Influenced by Domenico Scarlatti’s harpsichord school and Joseph Haydn’s classical school and by the stile Galante of J.C. Bach and Ignazio Cirri , Clementi developed a fluent and technical legato style, which he passed on to a generation of pianists, including John Field ,Johann Baptist Cramer, Ignaz Moscheles ,Giacomo Meyebeer,Friedrich Kalkbrenner,Johann Nepomuk Hummel and Carl Czerny. He was a notable influence on Beethoven and Chopin.
Clementi also produced and promoted his own brand of pianos and was a notable music publisher . Because of this activity, many compositions by Clementi’s contemporaries and earlier artists have stayed in the repertoire.
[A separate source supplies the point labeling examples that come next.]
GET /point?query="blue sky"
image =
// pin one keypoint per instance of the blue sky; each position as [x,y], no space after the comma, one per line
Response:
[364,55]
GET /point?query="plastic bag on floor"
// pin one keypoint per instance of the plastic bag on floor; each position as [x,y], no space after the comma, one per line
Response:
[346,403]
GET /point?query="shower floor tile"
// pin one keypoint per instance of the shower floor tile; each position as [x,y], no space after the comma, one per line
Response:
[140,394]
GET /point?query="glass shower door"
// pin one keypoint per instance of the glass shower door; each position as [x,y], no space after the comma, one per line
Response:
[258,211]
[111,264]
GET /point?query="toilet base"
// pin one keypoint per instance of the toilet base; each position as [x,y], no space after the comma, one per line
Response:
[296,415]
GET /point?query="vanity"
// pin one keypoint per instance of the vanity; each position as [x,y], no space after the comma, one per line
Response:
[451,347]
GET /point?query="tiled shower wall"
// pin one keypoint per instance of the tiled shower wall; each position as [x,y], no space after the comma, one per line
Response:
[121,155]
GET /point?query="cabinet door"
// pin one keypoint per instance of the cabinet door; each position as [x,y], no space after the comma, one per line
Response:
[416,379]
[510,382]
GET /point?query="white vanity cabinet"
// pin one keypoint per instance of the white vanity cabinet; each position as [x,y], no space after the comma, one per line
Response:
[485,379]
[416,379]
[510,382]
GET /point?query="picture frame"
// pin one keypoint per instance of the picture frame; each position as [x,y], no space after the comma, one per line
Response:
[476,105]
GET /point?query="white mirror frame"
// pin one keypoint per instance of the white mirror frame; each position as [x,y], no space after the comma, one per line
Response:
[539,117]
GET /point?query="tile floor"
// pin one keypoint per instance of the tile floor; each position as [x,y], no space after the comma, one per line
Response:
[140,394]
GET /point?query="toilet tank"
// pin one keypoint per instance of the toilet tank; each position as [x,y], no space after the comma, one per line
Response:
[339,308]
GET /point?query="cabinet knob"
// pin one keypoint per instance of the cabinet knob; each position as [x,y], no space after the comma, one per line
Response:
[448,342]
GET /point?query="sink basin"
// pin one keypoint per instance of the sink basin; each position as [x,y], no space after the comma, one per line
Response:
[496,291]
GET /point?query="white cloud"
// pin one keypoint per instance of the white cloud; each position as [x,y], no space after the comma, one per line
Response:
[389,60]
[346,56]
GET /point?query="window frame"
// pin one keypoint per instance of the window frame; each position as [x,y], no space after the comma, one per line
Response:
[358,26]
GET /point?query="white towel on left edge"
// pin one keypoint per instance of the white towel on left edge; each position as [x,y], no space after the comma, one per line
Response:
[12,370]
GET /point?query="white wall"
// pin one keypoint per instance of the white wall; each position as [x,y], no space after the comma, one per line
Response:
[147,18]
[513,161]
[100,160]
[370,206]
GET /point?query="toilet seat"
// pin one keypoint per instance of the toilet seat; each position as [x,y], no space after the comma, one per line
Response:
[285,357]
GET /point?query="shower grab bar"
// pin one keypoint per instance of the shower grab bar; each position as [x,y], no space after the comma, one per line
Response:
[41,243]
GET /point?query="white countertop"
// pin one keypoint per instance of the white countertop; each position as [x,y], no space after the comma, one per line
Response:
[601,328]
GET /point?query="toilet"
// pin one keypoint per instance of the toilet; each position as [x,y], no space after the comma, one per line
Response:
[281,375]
Though the reputation of Clementi was exceeded only by Haydn, Mozart, Beethoven, and Rossini in his day, his popularity languished for much of the 19th and 20th centuries.In 1798, Clementi took over the firm Longman and Broderip at 26 Cheapside (then the most prestigious shopping street in London), initially with James Longman, who left in 1801.Clementi also had offices at 195 Tottenham Court Road from 1806. The publication line, “Clementi & Co, & Clementi, Cheapside” appears on a lithograph, “Music” by William Sharp after John Wood (1801–1870), circa 1830s.[8]
Clementi also began manufacturing pianos, but on 20 March 1807, a fire destroyed the firm’s warehouses in Rotten Road, resulting in a loss of about £40,000. That same year, Clementi made an agreement with Beethoven (one of his greatest admirers), which gave him full publishing rights to all of Beethoven’s music in England. He edited and interpreted Beethoven’s music but has received criticism for editorial work such as making harmonic “corrections” to some of Beethoven’s scores.
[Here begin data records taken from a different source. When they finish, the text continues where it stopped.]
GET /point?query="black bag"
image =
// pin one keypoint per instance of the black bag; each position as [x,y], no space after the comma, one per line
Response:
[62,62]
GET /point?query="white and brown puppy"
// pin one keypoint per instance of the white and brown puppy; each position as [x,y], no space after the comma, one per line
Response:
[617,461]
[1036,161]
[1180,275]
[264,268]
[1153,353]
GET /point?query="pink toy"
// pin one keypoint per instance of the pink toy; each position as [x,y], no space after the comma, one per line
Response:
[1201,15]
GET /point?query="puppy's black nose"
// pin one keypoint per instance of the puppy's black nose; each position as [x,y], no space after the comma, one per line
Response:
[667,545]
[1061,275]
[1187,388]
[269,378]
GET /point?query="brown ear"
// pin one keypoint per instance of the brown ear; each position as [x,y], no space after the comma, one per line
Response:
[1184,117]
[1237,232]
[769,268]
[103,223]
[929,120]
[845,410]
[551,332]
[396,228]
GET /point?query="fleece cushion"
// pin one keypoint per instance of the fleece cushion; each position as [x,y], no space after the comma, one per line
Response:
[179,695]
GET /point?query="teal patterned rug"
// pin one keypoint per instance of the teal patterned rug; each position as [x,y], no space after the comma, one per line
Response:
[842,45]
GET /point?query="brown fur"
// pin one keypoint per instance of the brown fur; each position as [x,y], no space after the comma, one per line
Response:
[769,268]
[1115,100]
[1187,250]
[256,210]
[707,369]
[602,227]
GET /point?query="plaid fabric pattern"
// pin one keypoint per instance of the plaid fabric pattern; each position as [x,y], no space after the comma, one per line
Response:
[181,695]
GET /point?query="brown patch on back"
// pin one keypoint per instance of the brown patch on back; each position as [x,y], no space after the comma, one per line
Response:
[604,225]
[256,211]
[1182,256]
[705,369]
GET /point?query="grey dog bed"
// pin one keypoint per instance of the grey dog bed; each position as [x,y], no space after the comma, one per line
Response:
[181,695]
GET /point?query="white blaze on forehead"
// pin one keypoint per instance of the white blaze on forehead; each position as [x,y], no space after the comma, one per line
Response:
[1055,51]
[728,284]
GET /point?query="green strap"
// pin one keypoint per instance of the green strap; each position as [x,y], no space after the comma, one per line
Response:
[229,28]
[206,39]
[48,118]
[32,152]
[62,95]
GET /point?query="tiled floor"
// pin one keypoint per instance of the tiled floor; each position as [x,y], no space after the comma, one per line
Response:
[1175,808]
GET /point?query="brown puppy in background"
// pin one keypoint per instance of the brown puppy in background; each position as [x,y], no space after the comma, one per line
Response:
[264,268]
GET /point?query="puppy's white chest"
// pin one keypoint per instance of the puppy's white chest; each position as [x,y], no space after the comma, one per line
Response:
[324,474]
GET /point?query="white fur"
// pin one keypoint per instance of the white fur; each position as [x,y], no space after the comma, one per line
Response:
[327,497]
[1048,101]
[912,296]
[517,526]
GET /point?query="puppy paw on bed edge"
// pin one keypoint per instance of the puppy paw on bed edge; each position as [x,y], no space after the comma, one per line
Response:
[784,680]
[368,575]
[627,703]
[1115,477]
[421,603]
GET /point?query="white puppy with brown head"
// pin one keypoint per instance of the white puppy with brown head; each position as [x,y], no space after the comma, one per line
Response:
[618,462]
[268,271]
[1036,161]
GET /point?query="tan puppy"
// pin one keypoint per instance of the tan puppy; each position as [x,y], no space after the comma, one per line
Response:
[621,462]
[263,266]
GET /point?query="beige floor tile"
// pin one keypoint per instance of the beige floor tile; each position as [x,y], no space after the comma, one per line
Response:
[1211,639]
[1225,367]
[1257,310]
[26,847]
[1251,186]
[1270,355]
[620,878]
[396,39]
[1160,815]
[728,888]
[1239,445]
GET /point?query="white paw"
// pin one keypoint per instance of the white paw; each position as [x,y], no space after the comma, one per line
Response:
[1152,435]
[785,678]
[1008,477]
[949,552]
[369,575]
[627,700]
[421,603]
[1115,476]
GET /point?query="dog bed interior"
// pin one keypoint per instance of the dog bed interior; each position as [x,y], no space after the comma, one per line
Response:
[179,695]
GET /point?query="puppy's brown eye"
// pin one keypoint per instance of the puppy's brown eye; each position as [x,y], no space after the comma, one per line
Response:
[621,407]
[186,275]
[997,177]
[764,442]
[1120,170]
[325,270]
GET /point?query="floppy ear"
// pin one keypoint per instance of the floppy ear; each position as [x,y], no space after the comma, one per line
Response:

In 1810, Clementi stopped performing in order to devote his time to composition and to piano making. On 24 January 1813, together with a group of prominent professional musicians in England, he founded the “Philharmonic Society of London”, which became the Royal Philharmonic Society in 1912. In 1813 Clementi was appointed a member of the Royal Swedish Academy of Music.
Meanwhile, his piano business had flourished, affording him an increasingly elegant lifestyle. As an inventor and skilled mechanic, he made important improvements in the construction of the piano, some of which have become standard.